「村山聖」という男について、どのぐらい知っているかと聞かれると当時一大を風靡する勢いで将棋ブームになったそうで。残念ながら当時のことを私はよくしらなかったりします。
逆に、羽生善治という人をどこまで知っているか、と聞かれた90年代の小学生としていきた人にとっては大分おなじみ公文式のCMを担当されていた”将棋のすごい人”な印象なわけで。羽生という文字を見て「はにゅう」と取るか「はぶ」と取るかの違いみたいなのは面白いなあと最近思うわけです。

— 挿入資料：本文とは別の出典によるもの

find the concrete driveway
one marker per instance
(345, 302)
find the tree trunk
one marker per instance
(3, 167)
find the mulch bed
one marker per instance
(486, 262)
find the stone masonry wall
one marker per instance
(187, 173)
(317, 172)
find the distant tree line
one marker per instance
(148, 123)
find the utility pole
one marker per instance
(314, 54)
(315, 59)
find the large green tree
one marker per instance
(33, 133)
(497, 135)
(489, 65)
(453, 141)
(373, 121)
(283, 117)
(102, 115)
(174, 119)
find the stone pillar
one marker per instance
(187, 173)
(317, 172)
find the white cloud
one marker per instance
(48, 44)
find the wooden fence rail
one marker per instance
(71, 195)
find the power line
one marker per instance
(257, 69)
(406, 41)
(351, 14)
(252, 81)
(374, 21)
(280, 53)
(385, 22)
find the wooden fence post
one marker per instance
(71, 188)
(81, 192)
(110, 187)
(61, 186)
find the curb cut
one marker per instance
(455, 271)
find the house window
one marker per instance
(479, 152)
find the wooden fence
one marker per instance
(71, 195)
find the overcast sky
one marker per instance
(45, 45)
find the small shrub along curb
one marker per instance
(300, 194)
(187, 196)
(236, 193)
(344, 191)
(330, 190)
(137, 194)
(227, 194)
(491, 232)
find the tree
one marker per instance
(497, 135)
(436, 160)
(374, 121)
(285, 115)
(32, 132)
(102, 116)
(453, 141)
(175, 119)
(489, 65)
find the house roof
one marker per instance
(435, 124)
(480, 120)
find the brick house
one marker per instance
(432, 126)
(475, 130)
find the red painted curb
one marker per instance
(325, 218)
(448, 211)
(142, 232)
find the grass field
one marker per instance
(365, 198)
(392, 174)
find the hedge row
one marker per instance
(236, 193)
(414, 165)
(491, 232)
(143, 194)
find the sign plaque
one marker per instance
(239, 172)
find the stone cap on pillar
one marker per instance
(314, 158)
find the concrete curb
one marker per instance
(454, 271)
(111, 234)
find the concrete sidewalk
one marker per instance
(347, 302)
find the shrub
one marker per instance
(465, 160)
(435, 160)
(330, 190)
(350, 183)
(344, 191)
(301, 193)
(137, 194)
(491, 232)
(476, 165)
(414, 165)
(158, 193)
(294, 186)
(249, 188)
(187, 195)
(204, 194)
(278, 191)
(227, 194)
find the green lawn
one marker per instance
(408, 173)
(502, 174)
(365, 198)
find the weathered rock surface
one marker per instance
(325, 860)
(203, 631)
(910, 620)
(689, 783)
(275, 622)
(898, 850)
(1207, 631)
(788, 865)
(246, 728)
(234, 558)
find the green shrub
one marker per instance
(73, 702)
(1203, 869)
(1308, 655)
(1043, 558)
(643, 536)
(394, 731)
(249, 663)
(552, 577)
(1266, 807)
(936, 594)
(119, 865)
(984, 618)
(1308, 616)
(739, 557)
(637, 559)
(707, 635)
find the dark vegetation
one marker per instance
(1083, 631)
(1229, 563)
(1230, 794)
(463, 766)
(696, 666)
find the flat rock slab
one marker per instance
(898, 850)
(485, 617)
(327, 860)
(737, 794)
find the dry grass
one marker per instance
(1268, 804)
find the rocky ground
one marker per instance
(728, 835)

ということで、この二人の男性の生き様、とくに村山聖という人について触れたのが今作「聖の青春」です。
予告編の頃から「ウオオオ絶対見る!!絶対見るんだ!!!」と将棋部出身の友人におすすめされており、その結果本を貸してもらい読破し「村山聖ってすごいひとだったんだなあ」とつくづく思い、胸弾ませてこの映画を見てきました。
ニコニコ動画などで最近特集組まれたりもしていて気になっていたのですが調べれば調べるほどふかくハマっていくお話でした。
結論だけ言います。
今年見た映画の中で自分は一番好きかもしれない、といいたくなる映画でした。ぜひ見てもらいたい気持ちでいっぱいです。
ということで、以下つらつらといつものように感想を。
あらすじ
公式があらすじページもご丁寧に出しています。さすが角川映画。
1994年、大阪。路上に倒れていたひとりの青年が、通りかかった男の手を借りて関西将棋会館の対局室に向かっていく――。

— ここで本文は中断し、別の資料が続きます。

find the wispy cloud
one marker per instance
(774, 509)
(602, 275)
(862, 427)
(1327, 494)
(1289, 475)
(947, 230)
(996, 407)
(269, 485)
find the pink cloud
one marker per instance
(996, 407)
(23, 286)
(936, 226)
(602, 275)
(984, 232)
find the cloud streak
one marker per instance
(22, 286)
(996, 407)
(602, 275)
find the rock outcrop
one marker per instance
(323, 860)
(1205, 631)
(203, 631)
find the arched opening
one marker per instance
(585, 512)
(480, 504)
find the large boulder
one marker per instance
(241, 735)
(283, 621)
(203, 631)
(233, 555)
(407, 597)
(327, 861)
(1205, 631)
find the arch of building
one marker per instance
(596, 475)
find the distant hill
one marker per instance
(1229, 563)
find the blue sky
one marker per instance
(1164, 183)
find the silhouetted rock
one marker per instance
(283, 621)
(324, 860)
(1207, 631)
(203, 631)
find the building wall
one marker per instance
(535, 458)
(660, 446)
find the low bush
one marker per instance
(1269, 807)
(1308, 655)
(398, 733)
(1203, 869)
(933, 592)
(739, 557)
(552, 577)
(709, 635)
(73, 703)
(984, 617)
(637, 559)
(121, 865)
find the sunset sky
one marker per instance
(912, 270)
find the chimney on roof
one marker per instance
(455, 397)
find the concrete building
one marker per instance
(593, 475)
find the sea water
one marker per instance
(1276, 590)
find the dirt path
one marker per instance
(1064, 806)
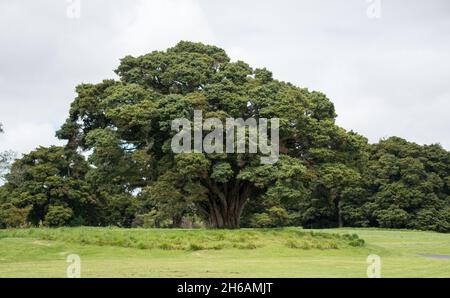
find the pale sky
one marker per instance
(387, 71)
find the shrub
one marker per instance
(273, 217)
(58, 216)
(13, 217)
(392, 218)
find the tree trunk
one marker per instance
(340, 220)
(225, 211)
(177, 220)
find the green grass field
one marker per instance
(289, 252)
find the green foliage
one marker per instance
(187, 240)
(325, 176)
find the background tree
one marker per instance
(47, 187)
(407, 186)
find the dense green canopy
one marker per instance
(325, 175)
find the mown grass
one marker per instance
(189, 240)
(289, 252)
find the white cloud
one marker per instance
(27, 136)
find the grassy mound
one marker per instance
(171, 239)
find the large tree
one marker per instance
(127, 125)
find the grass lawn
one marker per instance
(288, 252)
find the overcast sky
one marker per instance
(387, 71)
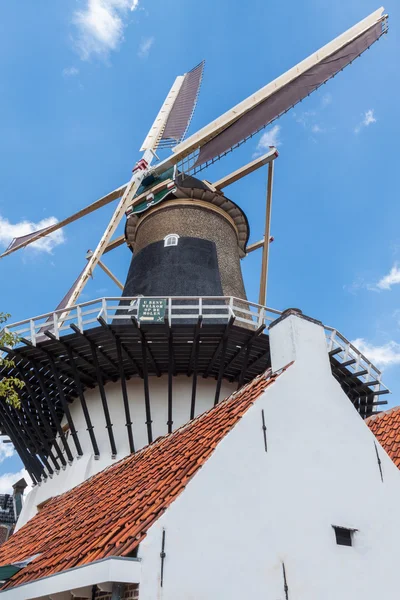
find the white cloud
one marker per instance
(269, 138)
(368, 118)
(381, 356)
(392, 278)
(145, 46)
(70, 71)
(8, 231)
(317, 129)
(101, 25)
(7, 480)
(326, 99)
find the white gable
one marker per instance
(247, 511)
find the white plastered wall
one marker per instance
(247, 511)
(86, 466)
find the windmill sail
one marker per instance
(261, 108)
(29, 238)
(182, 111)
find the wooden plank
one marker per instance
(246, 169)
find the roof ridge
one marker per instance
(382, 413)
(268, 375)
(110, 513)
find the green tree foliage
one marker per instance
(9, 386)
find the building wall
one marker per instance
(86, 466)
(130, 592)
(247, 511)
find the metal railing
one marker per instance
(183, 309)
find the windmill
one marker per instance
(219, 137)
(183, 310)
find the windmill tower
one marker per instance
(105, 378)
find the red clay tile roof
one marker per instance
(386, 428)
(110, 513)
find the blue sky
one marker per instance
(80, 84)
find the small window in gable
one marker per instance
(344, 536)
(171, 240)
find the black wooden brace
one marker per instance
(285, 585)
(40, 415)
(17, 417)
(170, 374)
(264, 428)
(65, 406)
(21, 449)
(125, 396)
(218, 348)
(101, 352)
(379, 461)
(71, 351)
(103, 399)
(82, 399)
(144, 341)
(195, 357)
(162, 556)
(124, 349)
(54, 415)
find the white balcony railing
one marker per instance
(184, 308)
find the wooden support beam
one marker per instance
(218, 348)
(170, 374)
(103, 397)
(53, 413)
(90, 341)
(347, 363)
(337, 350)
(221, 365)
(22, 451)
(39, 416)
(124, 349)
(107, 271)
(195, 358)
(246, 169)
(128, 421)
(244, 365)
(114, 244)
(258, 359)
(37, 443)
(254, 246)
(39, 411)
(65, 406)
(25, 439)
(250, 340)
(145, 350)
(195, 338)
(267, 233)
(143, 339)
(44, 388)
(62, 366)
(66, 346)
(361, 373)
(81, 395)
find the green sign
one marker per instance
(152, 310)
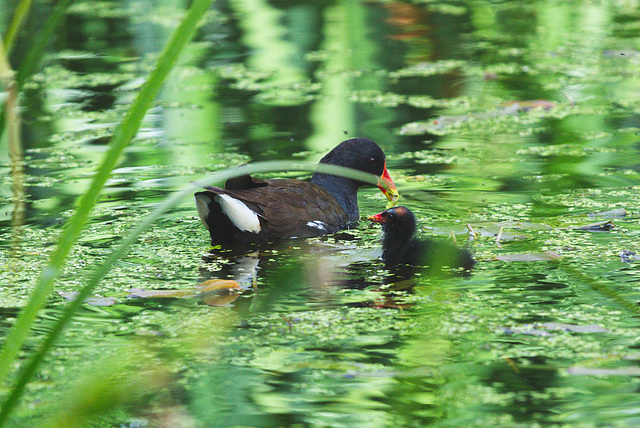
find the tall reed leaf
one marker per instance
(121, 138)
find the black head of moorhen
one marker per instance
(250, 210)
(400, 246)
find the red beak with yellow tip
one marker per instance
(377, 218)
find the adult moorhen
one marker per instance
(400, 246)
(250, 210)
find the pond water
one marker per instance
(515, 120)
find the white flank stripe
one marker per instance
(202, 205)
(240, 215)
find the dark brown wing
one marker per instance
(292, 209)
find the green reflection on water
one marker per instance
(436, 85)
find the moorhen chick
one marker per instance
(400, 246)
(254, 211)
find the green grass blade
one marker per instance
(123, 134)
(42, 40)
(133, 235)
(16, 23)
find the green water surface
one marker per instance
(511, 119)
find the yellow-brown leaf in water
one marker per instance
(219, 292)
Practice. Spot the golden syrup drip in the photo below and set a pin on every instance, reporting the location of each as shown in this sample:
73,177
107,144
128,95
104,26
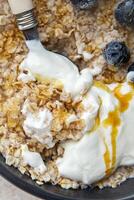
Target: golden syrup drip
114,121
124,99
102,86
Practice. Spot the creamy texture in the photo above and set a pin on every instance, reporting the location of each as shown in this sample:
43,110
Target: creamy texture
37,125
49,65
33,159
109,144
108,115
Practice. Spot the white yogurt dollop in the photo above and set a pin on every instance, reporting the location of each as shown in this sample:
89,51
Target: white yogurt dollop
37,125
50,65
101,151
108,138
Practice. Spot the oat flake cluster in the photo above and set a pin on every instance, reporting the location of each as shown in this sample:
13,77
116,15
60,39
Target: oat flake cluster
79,35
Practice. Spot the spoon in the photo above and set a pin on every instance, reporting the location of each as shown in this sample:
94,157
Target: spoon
45,63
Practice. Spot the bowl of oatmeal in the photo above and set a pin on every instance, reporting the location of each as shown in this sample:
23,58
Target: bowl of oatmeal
66,130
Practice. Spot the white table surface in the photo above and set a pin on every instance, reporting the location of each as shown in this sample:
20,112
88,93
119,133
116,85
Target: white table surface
10,192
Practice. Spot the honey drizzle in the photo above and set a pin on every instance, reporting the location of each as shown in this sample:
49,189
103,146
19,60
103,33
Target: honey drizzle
114,121
124,99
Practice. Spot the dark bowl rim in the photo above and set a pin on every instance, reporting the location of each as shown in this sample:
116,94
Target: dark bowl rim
21,182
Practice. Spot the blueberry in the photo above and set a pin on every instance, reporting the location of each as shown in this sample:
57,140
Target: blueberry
130,75
85,4
124,13
116,53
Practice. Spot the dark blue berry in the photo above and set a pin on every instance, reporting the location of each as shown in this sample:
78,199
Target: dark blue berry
131,68
130,75
116,53
124,13
85,4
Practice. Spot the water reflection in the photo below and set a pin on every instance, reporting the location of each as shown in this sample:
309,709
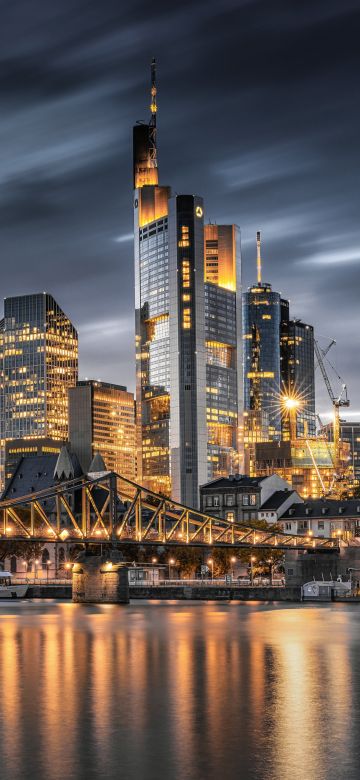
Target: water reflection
178,691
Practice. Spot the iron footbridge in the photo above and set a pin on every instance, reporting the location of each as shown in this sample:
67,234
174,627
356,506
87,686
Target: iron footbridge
107,507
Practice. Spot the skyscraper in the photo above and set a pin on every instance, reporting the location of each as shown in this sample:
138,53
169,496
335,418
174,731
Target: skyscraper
102,419
38,363
187,302
298,374
262,311
223,347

現在七段、“西の怪童”と呼ばれる新世代のプロ棋士だ。
聖は幼少時より「ネフローゼ」という腎臓の難病を患っており、無理のきかない自らの重い身体と闘いながら、将棋界最高峰のタイトル「名人」を目指して快進撃を続けてきた。
そんな聖の前に立ちはだかったのは、将棋界に旋風を巻き起こしていた同世代の天才棋士・羽生善治(東出昌大)。すでに新名人となっていた羽生との初めての対局で、聖は必死に食らいついたものの、結局負かされてしまう。
「先生。僕、東京行きます」
どうしても羽生の側で将棋を指したいと思った聖は上京を希望し、相談を持ちかける。先生とは「冴えんなあ」が口癖の師匠・森信雄(リリー・フランキー)だ。聖は15歳の頃から森に弟子入りし、自分の存在を柔らかく受け入れてくれる師匠を親同然に慕っていた。
体調に問題を抱える聖の上京を家族や仲間は反対したが、将棋に人生の全てを懸けてきた聖を心底理解している森は、彼の背中を押した。

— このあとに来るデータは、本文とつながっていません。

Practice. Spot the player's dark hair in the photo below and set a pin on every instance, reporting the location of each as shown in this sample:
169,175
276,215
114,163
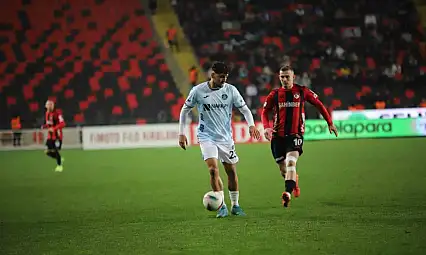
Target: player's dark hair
220,67
286,68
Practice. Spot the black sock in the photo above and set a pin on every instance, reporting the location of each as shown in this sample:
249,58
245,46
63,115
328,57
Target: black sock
58,158
289,186
51,154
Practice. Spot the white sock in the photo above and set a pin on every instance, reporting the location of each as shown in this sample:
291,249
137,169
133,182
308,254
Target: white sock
223,196
233,195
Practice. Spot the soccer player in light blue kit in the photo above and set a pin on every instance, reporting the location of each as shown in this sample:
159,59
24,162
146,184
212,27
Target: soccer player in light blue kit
214,100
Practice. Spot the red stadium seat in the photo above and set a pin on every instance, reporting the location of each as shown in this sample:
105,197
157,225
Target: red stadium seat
147,92
34,107
117,110
69,93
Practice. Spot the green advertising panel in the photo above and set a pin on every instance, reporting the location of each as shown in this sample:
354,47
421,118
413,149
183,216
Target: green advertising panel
352,129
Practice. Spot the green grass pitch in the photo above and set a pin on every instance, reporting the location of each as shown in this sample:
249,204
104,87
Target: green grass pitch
358,197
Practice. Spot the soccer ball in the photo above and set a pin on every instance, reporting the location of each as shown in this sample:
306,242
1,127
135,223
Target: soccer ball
212,201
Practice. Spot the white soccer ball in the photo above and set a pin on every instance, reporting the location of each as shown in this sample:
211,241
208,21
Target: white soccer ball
212,201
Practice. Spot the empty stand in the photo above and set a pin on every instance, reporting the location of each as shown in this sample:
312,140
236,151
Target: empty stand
97,59
308,34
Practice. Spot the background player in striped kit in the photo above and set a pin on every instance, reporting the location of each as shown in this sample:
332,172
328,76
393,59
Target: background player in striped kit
214,100
288,106
54,124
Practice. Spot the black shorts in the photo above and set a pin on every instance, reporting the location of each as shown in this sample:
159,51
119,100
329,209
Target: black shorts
280,146
53,144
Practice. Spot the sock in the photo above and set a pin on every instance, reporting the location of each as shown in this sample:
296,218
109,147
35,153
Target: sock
223,196
58,158
289,186
233,195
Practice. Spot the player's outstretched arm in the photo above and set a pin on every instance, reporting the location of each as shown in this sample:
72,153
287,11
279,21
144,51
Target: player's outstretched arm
183,140
267,108
312,98
254,132
61,123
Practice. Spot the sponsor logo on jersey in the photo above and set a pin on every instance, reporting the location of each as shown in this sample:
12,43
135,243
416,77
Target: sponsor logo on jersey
209,107
289,104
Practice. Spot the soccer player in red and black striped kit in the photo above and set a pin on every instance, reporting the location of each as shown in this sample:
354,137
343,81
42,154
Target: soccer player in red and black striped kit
287,104
54,124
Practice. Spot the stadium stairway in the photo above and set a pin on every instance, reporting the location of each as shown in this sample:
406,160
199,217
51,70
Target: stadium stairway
178,76
186,57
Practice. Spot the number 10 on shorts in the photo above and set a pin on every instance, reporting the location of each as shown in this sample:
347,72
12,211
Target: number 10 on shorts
297,141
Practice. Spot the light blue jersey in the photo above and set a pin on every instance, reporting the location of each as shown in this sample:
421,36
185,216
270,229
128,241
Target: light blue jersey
215,111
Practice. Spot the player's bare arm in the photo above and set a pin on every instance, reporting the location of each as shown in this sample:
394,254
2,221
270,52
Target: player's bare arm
183,140
312,98
254,132
267,108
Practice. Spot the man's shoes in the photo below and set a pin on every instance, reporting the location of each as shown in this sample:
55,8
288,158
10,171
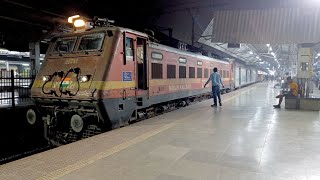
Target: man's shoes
277,106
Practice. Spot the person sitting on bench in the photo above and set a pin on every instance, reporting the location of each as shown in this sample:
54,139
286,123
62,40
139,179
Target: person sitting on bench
292,93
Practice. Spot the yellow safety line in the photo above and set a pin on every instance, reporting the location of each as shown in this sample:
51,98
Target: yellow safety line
83,163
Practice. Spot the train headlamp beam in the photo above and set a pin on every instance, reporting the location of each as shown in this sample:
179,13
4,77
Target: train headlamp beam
79,23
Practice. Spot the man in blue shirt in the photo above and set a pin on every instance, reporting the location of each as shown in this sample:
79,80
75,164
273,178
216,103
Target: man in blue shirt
215,79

東京――。髪や爪は伸び放題、本やCDやゴミ袋で足の踏み場もなく散らかったアパートの部屋。酒を飲むと先輩連中にも食ってかかる聖に皆は呆れるが、同時にその強烈な個性と純粋さに魅了され、いつしか聖の周りには彼の情熱を支えてくれる仲間たちが集まっていた。その頃、羽生善治が前人未到のタイトル七冠を達成する。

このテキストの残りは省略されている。